Speeding up inference on ARHMM

I am playing around with an auto regressive HMM with continuous emissions and incomplete data. Unfortunately the simple code I have, mainly adapted from the HMM example in the docs, is hopelessly slow.

I would appreciate any feedback on how I might be able to boost the performance. Any hints about using parameter and data transformations would be great. I am new to Stan and MCMC in general and I am lacking the expert intuition.

I am including a pystan script of the model and data generation.

pystan_arhmm_ge.py (2.5 KB)

I’m pasting the model in here (with auto-formatting from our emacs mode and reduced vertical space):

data {
  int<lower=1> T;  // num steps
  int<lower=1> K;  // num categories
  int<lower=1> D;  // dim of obs
  matrix[T, D] x; // obs
  vector<lower=0>[K] alpha;  // init category prior
  vector[D] lambda;  // init emit prior
  cov_matrix[D] rho;
  vector<lower=0>[K] beta;  // transit prior
  int nu;  // prior over covariances
  cov_matrix[D] kappa;
}
parameters {
  simplex[K] pi; // init category
  vector[D] imu[K]; // init emission 
  cov_matrix[D] isigma[K];
  simplex[K] trans[K];  // transit probs
  matrix[D, D] mat[K]; // emit prob matrix
  cov_matrix[D] sigma[K];
}
model {
  pi ~ dirichlet(alpha);
  for (k in 1:K) {
    imu[k] ~ multi_normal(lambda, rho);
    isigma[k] ~ inv_wishart(nu, kappa);
  }
  for (k in 1:K)
    trans[k] ~ dirichlet(beta);
  for (k in 1:K)
    sigma[k] ~ inv_wishart(nu, kappa);
  {
    // forward algorithm computes log p(x|...)
    real aux[K];
    real gamma[T, K];
    vector[D] mu;

    for (k in 1:K)
      gamma[1, k] = multi_normal_lpdf(x[1,] | imu[k], isigma[k]) + log(pi[k]);
		  
    for (t in 2:T) {
      for (k in 1:K) {
        for (j in 1:K)
          aux[j] = gamma[t - 1, j] + log(trans[j, k]);
					
        mu = mat[k,,] * x[t - 1]';
        gamma[t, k] = log_sum_exp(aux) + multi_normal_lpdf(x[t] | mu', sigma[k]);
      }
    }
    target += log_sum_exp(gamma[T]);
  }
}

This will never be lightning fast given the multivariate normal emissions.

What you can do to speed things up is try to precompute and store things like cholesky factors of covariance matrices for the multivariate normals.

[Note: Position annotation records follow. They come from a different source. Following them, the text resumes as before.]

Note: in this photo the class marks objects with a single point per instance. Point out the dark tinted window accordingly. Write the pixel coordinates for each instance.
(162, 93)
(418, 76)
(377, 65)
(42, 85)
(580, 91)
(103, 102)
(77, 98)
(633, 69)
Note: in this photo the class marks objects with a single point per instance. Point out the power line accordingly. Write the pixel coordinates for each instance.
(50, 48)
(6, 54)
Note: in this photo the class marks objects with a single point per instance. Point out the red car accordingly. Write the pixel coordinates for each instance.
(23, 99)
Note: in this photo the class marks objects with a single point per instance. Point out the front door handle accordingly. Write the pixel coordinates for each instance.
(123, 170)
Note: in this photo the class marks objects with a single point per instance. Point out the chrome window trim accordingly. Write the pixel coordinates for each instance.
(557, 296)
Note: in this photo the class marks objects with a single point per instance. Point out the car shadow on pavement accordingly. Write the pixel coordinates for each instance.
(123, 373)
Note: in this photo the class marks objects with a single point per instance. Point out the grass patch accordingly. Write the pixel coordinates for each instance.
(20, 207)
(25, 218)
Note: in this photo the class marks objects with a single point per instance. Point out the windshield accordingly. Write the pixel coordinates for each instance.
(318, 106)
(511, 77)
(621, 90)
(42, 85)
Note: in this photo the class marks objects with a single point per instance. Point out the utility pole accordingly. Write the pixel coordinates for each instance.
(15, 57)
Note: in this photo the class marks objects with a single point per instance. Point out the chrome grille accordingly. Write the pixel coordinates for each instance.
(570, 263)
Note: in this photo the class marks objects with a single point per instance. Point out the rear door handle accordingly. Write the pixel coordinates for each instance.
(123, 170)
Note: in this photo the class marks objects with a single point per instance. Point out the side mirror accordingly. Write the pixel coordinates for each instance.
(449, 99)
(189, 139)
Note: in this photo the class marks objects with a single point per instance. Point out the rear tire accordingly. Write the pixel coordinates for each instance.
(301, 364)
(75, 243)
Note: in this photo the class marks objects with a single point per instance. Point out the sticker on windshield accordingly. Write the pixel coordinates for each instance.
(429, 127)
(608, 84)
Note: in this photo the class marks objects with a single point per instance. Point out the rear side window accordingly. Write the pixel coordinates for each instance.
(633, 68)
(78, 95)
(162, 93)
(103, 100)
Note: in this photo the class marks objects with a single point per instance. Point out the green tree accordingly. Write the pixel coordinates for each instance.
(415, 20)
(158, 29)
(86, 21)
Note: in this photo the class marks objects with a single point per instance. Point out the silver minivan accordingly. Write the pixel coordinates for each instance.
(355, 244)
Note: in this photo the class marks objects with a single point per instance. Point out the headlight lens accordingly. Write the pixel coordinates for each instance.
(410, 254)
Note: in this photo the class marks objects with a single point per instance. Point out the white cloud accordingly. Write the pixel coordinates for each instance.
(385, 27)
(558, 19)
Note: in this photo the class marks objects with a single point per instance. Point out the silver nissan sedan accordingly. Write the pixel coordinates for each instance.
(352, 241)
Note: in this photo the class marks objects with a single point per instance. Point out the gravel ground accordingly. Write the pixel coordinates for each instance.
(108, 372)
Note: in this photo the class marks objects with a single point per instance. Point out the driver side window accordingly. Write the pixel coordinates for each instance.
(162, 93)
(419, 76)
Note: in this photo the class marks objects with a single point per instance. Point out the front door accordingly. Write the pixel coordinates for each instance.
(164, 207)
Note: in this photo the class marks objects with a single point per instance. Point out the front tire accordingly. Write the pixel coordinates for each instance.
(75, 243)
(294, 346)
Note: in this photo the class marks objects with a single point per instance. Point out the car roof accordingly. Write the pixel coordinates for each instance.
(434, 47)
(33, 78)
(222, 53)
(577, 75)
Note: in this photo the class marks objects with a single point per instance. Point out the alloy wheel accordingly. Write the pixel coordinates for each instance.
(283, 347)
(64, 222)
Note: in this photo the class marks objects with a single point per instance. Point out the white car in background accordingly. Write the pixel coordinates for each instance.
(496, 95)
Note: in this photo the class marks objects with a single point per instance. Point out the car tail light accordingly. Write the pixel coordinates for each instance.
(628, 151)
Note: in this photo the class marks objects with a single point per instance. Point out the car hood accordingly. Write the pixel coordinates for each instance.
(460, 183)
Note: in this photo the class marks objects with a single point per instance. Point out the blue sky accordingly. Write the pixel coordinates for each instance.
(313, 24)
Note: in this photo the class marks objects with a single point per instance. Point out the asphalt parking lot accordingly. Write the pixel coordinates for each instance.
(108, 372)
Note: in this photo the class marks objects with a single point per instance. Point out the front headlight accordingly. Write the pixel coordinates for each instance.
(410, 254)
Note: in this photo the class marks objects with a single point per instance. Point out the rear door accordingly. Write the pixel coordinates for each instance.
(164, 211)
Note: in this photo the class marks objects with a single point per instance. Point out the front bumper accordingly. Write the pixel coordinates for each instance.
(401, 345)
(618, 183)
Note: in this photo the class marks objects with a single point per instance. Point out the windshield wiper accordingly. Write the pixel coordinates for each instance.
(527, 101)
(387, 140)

For example, each of the sigma[k] should be Choleksy factored and you should get an L_sigma[k] which can be reused for all T. That’ll go a long way to speeding things up.

I’d also get rid of the inverse Wishart and use our decomposition into cholesky factors of correlation matrices and scales (described in the manual chapter on regression).

Then you want to work on vectorizing things like this:

for (k in 1:K) {
    imu[k] ~ multi_normal(lambda, rho);

which only requires you to replace the loop with

imu ~ multi_normal(lambda, rho);

You’re probably then going to need the multivariate non-centered parameterization here to get decent mixing. The manual also describes that.

This is a complicated model to speed up!